- Born: November 15, 1963 (age 62) Toronto, Ontario, Canada

Team
- Curling club: Bayview Golf and Country Club, Thornhill, Ontario
- Skip: Alison Goring
- Fourth: Mary Chilvers
- Third: Colleen Madonia
- Second: Jane Hooper Perroud

Curling career
- Member Association: Ontario
- Hearts appearances: 4 (1990, 1991, 1995, 1997)
- World Championship appearances: 1 (1990)

Medal record
Representing Canada
Women's Curling
World championships
| Bronze medal – third place | 1990 Västerås | Team |
Representing Ontario
Scott Tournament of Hearts
| Gold medal – first place | 1990 Ottawa |  |
| Silver medal – second place | 1997 Vancouver |  |
Canada Games
| Gold medal – first place | 1983 Saguenay/Lac-Saint-Jean |  |

= Alison Goring =

Canadian curler

Alison Goring (born November 15, 1963) is a Canadian curler.

==Career==
===Youth===
As a junior curler, Goring won a gold medal at the 1983 Canada Winter Games and followed that up with a win at the 1983 Canadian Junior Women's Curling Championship. She was also the runner-up at the 1982 Canadian Junior Women's Curling Championship.

===1990–1997===
Goring is a former Canadian champion skip, having won the 1990 Scott Tournament of Hearts.

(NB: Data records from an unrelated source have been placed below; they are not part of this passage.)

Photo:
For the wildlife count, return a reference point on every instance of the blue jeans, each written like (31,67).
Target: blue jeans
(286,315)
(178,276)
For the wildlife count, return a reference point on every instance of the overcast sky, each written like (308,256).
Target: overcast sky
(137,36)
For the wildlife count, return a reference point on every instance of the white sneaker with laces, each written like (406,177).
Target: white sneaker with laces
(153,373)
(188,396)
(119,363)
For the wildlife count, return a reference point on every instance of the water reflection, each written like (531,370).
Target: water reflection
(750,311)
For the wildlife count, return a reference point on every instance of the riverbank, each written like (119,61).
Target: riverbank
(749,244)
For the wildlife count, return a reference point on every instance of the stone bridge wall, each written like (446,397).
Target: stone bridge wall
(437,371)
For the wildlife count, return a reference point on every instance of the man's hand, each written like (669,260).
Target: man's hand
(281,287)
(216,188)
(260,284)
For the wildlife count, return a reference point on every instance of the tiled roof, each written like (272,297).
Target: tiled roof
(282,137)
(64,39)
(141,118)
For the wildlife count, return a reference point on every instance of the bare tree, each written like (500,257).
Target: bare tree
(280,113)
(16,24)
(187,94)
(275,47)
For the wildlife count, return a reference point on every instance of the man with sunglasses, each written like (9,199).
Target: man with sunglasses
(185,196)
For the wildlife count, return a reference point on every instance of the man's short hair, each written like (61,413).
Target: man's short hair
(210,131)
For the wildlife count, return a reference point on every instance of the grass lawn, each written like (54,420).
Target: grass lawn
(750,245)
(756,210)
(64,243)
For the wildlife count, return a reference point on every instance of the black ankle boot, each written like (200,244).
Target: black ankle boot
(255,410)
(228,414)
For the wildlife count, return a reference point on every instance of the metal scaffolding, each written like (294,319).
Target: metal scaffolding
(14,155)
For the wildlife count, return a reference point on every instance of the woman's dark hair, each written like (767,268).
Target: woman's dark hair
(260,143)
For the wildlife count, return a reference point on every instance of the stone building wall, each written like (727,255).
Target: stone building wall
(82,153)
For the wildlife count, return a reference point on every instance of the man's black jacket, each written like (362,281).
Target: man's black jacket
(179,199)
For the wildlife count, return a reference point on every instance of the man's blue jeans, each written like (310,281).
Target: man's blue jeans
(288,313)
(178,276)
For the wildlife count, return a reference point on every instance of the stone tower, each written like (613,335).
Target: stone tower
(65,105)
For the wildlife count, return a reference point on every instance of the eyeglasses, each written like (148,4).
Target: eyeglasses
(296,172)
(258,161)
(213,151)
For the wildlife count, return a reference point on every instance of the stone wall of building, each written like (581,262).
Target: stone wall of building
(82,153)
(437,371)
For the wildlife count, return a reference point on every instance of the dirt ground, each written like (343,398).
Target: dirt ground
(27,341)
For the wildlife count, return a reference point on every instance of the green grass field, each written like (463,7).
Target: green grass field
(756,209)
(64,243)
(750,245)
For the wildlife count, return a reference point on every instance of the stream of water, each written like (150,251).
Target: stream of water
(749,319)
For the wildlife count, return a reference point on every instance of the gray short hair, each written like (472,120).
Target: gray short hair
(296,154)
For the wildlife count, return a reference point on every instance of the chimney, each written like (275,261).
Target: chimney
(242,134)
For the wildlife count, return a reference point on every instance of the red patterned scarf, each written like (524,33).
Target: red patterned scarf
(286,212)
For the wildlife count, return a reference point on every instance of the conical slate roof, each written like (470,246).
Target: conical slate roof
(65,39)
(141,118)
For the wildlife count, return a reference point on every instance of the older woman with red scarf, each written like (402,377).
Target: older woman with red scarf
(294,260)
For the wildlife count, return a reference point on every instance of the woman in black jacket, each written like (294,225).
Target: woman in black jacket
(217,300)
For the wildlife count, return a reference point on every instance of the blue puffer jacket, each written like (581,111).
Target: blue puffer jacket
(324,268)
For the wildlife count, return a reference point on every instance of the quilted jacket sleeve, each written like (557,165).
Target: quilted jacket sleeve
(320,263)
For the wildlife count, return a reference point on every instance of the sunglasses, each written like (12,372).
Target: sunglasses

Goring won her first provincial championship in 1990. Her Ontario rink would with that years' Scott Tournament of Hearts, defeating the Nova Scotia team, skipped by Heather Rankin. Her win gave her the right to represent Canada at the 1990 World Championships. At the 1990 Worlds, they lost to Norway's Dordi Nordby in the semi-final.

Her Hearts win in 1990 gave her team the right to represent team Canada at the 1991 Scott Tournament of Hearts. At that tournament, her team finished with 6 wins and 5 losses. She returned to the Hearts in 1995, finishing with a 7–4 record, just missing the playoffs. The 1997 Scott Tournament of Hearts was her last to date, losing to Sandra Schmirler's Saskatchewan rink in the final.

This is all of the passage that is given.